Anti-selection can also arise where existing policyholders have the opportunity of exercising a guarantee or an option. Those who have most to gain from the guarantee or option will be the most likely to exercise it.
Arbitrage
In investment markets, the simultaneous buying and selling of two economically equivalent but differentially priced portfolios so as to make a risk-free profit.

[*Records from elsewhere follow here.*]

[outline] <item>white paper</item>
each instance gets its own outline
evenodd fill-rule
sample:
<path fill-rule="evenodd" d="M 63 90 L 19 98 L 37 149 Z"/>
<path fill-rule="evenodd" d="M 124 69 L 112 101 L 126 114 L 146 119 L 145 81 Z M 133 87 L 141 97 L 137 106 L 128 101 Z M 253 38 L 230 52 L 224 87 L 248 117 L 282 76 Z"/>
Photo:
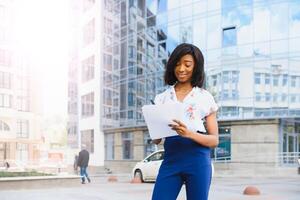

In regulatory regimes, making use of the least onerous set of alternative rules that could be applied to a product provider.
Average earnings scheme
A benefits scheme where the benefit for each year of membership is related to the pensionable earnings for that year. Such schemes are alternatively referred to as career average schemes.
Balance of cost scheme
A defined benefits scheme to which beneficiaries make a defined contribution and the main sponsor pays the remainder of the unknown cost of providing the benefits.
Bancassurance
An arrangement between a bank and an insurance company to allow the insurance company to sell its products to the bank’s clients.
Bear market
A period of time during which investors are generally unconfident and stock market prices decline. (compare with bull market)
Benchmark
A standard or model portfolio (e.g. investment index) against which a fund’s structure and performance will be assessed.
Best estimate
An actuarial assumption which the actuary believes has an equal probability of under or overstating the future experience (i.e. the median of the distribution of future experience)
Bid (also selling) price
The price at which a market maker offers to buy a security. The price at which the manager of a unitised financial product is prepared to buy back units from an investor.
Break-up basis
A valuation basis that assumes that the writing of new business ceases and cover on current policies is terminated. In relation to general insurance policies, current policyholders would normally be entitled to a proportionate return of the original gross premium. Deferred acquisition costs would probably have to be written off. Also known as a wind-up basis.
Bond
A bond is a form of loan. The holder of a bond will receive a lump sum of specified amount at some specified future time together with a series of regular level interest payments until the repayment (or redemption) of the lump sum.
Book reserve
A provision in a company’s accounts for a future benefit liability for which no funds have been set aside.
Bulk rate
A premium rate applied uniformly per head on large benefit schemes across a membership type (independent of actual member’s ages). Also called ‘unit rate’.
Bulk transfer
The transfer of liabilities (and usually assets), relating to a group of members, from one benefit scheme to another.
Bull market
A period of time during which investors are generally confident and stock market prices increase. (compare to bear market)
Cancellation
A mid-term cessation of general insurance policy that may involve a partial return of premium.
Cap
An upper limit. For example, on a benefit, a contribution, benefit growth or a funding level.
Catastrophe
A catastrophe is a single event that gives rise to exceptionally large losses. The exact definition often varies and is often dependent on excess of loss wordings, e.g. it might mean all losses incurred in a 72-hour period from a single event such as a wind storm.